A partir de quoi, à chaque pénétration, la limousine branlerait, s’épandrait en craquements et en fracas, échos de nos passions. Une puissance prodigieuse secouait la scène, un sexe d’acier trempé – encore brûlant – plongeant furieusement dans un autre tout tendre. Se retirant, humide d’un baiser foudroyant, et s’y-retournant causer de nouveaux ravages. Une alchimie explosive, une tempête de sensations en résultait. S’emmêlaient la douleur fortifiante et le plaisir merveilleux, obsessionnel, et – Ô mon Ange ! – progressif. Enfin, après la torture, après l’horreur, le bout du tunnel. Existe-t-il un meilleur moment au monde ?
Encore une. Plus qu’une. La charge ultime.
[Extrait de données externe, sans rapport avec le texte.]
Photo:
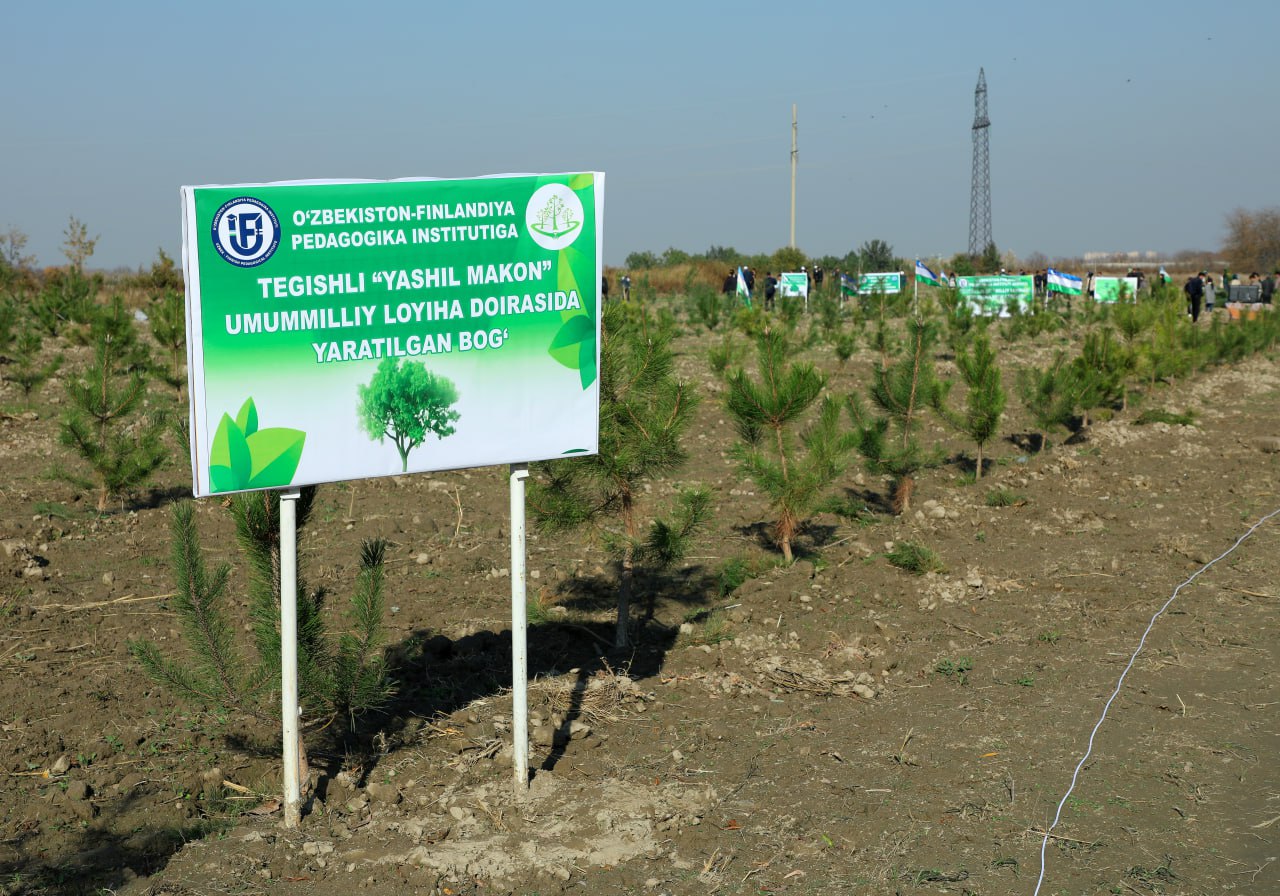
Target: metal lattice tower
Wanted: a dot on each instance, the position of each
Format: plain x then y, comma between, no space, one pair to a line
979,200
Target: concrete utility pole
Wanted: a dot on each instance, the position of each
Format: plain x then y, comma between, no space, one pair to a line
979,196
795,155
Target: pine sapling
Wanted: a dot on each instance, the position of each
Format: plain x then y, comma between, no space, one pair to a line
1104,364
1052,394
984,402
903,392
794,470
645,412
337,680
120,446
215,673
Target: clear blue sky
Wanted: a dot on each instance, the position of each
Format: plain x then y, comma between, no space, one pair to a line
1115,126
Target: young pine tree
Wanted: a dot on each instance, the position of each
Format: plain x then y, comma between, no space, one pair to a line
1054,396
984,402
794,470
104,425
337,681
903,392
645,412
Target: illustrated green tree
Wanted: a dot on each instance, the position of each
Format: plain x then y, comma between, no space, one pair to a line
903,392
795,470
556,218
406,403
645,411
984,402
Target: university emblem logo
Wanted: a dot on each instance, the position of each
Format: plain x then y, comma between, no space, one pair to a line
246,232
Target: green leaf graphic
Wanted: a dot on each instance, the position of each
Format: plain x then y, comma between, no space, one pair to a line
243,456
228,457
574,330
247,417
277,453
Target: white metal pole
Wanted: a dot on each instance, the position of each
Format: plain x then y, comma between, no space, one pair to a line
795,155
519,639
289,656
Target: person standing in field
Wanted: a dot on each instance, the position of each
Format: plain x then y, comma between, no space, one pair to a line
1194,289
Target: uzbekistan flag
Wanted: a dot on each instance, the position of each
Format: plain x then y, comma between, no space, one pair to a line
1064,283
924,275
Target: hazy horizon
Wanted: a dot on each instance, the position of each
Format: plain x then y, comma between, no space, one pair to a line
1125,131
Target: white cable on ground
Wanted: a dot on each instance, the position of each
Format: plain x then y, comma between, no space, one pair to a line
1120,684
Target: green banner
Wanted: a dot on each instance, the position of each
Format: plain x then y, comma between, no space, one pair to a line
1112,288
887,284
992,295
351,329
794,284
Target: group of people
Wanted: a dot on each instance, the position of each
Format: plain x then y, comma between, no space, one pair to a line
816,277
1201,291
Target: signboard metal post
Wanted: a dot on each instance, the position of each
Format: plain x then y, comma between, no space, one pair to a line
519,625
289,656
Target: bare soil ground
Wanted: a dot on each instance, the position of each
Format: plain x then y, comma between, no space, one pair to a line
836,726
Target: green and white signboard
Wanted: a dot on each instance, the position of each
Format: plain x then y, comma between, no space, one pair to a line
351,329
1111,288
886,284
992,295
794,284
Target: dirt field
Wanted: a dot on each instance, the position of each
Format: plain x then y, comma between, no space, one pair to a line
840,726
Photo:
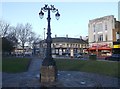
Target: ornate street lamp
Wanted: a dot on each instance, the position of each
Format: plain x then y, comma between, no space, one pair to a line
48,69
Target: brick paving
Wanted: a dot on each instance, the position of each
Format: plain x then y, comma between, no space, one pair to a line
65,78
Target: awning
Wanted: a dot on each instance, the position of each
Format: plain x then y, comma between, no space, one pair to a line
103,48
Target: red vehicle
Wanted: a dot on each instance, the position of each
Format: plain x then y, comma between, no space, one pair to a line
114,57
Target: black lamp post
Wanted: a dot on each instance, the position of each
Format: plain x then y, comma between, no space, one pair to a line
48,58
48,69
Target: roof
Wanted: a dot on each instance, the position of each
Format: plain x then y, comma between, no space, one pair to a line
69,40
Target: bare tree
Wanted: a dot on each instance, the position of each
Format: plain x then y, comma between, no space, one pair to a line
24,33
4,27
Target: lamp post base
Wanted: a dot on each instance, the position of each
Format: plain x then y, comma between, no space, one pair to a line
48,74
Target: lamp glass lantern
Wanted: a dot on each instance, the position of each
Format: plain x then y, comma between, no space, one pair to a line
41,14
57,15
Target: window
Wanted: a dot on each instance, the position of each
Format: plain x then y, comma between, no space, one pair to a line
99,27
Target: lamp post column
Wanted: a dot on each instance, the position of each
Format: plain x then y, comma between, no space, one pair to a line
48,69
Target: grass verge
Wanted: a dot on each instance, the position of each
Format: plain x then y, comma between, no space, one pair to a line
15,65
100,67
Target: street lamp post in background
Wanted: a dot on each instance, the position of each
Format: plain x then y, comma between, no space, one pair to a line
48,69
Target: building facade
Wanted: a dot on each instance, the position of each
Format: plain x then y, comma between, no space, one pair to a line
102,33
64,46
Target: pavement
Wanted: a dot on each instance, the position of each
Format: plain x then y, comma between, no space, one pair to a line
30,78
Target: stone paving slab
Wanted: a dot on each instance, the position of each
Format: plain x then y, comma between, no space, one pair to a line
65,78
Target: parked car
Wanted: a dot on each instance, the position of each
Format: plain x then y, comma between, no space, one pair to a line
114,57
78,56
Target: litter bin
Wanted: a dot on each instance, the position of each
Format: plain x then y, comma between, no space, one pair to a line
92,57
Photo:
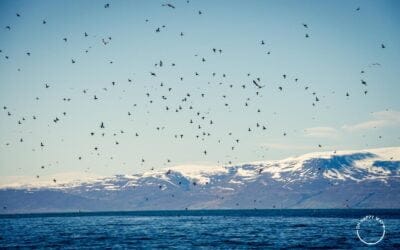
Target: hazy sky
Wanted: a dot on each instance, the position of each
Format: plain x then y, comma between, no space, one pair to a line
342,42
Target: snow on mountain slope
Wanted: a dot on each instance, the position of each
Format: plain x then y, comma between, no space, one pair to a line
362,178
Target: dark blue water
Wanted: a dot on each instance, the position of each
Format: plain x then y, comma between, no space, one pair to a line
265,229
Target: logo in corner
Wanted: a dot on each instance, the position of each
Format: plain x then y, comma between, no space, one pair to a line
370,230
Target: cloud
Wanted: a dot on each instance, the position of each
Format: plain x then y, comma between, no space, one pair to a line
321,132
46,180
284,146
387,118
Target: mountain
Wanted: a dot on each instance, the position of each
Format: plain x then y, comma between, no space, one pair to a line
342,179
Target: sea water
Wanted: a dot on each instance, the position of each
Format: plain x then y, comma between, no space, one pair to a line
223,229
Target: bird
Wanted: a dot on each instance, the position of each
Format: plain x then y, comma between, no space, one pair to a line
168,5
258,86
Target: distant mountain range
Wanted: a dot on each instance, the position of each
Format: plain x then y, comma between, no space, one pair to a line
342,179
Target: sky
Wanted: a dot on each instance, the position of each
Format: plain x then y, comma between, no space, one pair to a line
343,47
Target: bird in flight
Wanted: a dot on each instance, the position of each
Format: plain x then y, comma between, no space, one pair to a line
168,5
258,86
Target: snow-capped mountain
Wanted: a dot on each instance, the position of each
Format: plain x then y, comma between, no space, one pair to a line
342,179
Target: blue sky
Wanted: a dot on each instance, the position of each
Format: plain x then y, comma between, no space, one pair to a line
342,42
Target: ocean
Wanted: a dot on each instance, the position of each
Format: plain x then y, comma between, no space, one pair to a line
218,229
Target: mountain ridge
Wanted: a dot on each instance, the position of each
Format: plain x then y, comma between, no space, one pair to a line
336,179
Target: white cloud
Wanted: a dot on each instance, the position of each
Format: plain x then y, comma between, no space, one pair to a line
380,119
46,180
284,146
321,132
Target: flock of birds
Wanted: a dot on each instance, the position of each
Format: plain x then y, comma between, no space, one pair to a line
200,121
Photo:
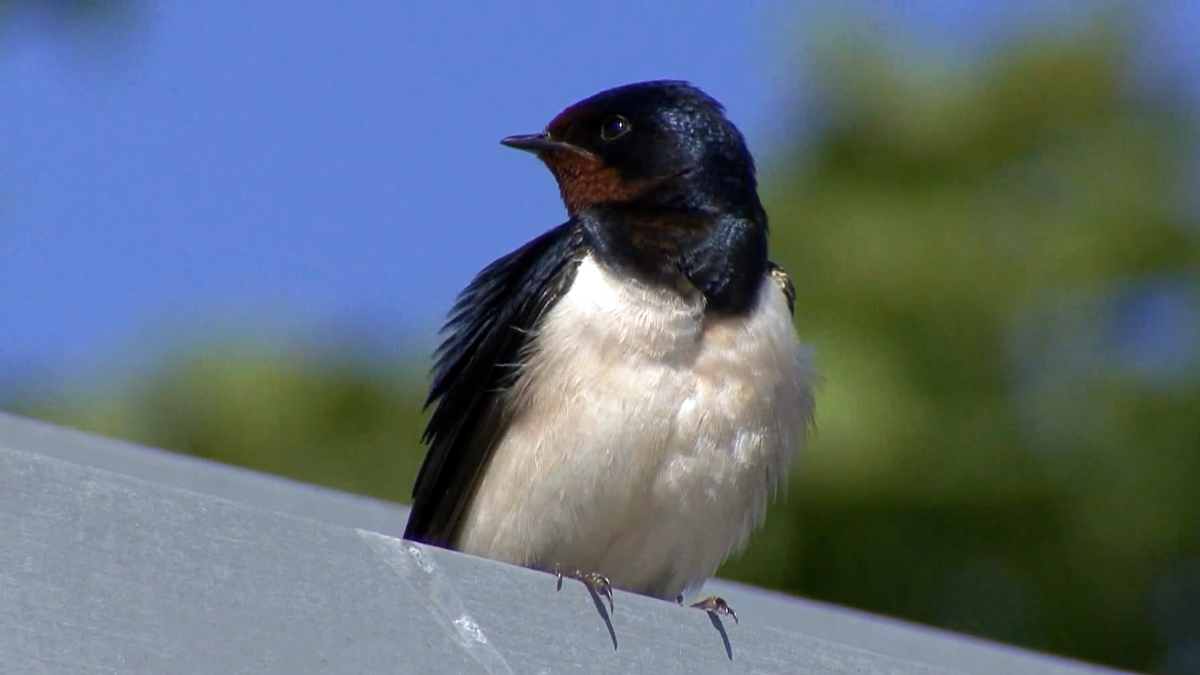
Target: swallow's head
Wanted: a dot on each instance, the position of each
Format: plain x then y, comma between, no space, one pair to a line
660,139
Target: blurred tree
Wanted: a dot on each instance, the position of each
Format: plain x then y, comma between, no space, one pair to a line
978,251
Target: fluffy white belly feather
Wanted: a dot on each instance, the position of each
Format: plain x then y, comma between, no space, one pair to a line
646,442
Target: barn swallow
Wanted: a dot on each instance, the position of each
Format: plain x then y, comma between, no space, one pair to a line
623,395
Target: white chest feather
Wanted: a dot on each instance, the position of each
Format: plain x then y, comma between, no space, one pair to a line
646,440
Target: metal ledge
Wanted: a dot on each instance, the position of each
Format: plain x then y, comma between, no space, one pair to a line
120,559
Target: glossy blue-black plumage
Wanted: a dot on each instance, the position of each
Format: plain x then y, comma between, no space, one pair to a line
487,330
672,203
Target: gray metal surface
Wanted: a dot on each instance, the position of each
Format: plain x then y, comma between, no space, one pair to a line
119,559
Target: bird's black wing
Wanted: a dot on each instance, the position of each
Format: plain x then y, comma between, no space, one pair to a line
487,330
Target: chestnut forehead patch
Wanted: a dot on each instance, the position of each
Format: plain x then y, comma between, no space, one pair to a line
564,119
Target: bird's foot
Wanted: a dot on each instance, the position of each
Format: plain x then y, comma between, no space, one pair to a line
595,583
715,605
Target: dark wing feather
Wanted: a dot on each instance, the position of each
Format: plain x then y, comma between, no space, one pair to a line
785,284
489,327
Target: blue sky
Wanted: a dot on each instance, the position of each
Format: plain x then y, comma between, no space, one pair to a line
292,167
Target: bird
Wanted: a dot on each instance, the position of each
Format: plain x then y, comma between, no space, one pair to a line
624,395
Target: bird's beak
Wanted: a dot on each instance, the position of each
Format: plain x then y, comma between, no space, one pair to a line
537,143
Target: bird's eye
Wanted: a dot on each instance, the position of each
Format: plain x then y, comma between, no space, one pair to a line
613,127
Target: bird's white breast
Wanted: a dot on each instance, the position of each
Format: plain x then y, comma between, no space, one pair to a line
646,440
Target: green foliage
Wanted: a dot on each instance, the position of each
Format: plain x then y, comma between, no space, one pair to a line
984,461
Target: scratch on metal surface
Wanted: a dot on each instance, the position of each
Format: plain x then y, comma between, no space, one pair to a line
445,604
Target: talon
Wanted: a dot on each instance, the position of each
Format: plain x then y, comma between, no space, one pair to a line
595,583
717,605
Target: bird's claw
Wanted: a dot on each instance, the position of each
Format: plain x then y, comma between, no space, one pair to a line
717,605
595,583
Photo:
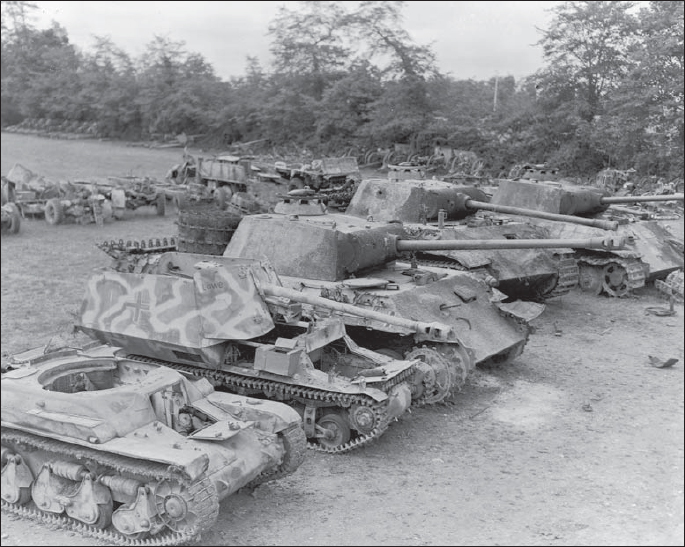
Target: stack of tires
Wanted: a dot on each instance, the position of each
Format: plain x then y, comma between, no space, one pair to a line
204,228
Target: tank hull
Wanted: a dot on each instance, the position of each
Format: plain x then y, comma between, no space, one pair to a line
90,439
653,251
529,274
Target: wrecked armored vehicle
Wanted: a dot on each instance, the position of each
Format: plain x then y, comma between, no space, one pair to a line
334,180
59,202
132,453
231,321
128,194
432,209
652,251
364,263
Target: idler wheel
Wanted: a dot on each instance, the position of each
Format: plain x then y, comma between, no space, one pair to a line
363,418
590,279
439,378
177,506
615,280
334,430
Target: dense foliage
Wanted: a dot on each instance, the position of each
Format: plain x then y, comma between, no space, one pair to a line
610,93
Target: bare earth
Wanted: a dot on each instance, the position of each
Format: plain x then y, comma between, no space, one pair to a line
578,442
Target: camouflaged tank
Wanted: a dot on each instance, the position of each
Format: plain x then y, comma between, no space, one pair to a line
653,251
231,321
132,453
364,263
432,209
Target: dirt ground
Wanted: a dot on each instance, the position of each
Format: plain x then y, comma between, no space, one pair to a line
579,441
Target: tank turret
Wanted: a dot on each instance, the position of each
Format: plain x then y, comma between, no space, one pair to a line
333,247
366,263
422,201
653,251
231,320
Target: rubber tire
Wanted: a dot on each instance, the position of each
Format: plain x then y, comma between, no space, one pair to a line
54,212
205,229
Toute la frustration, toute la rage accumulée ce soir – et peut-être hier – derrière mon geste pour accomplir ce qui fut, ma foi, un chef d’œuvre. Je hurlais ; la voiture criait. Je débordais de bonheur ; elle débordait de mon nectar. Nous glissâmes vers l’arrière, entraîné par ma frappe. Les suspensions cédèrent, les jantes crissaient, la voiture dévia, freina, heurta quelque chose, rebondit. Percutant les quatre coins du véhicule, distraitement, je m’accrochai à la première chose qui me vint sous la main : Jane. Nous rebroussâmes, fîmes face à nos poursuivants affolés, dont certains se tamponnaient déjà. Finalement quelqu’un nous emboutit, assez violemment pour nous projeter contre le cockpit.
Par miracle nous survécûmes, bien que quelques secondes s’effacèrent de ma mémoire. Je souffrais d’un peu partout, du sexe notamment, je saignais au visage, et ne parlons pas de l’épuisement. Mais le plus assaillant fut ma migraine. De dehors provenait un tintamarre intenable. En me concentrant fort, je percevais les alarmes de voitures, le crépitement des flammes, les pleurs d’un bébé, et les gueulades des survivants.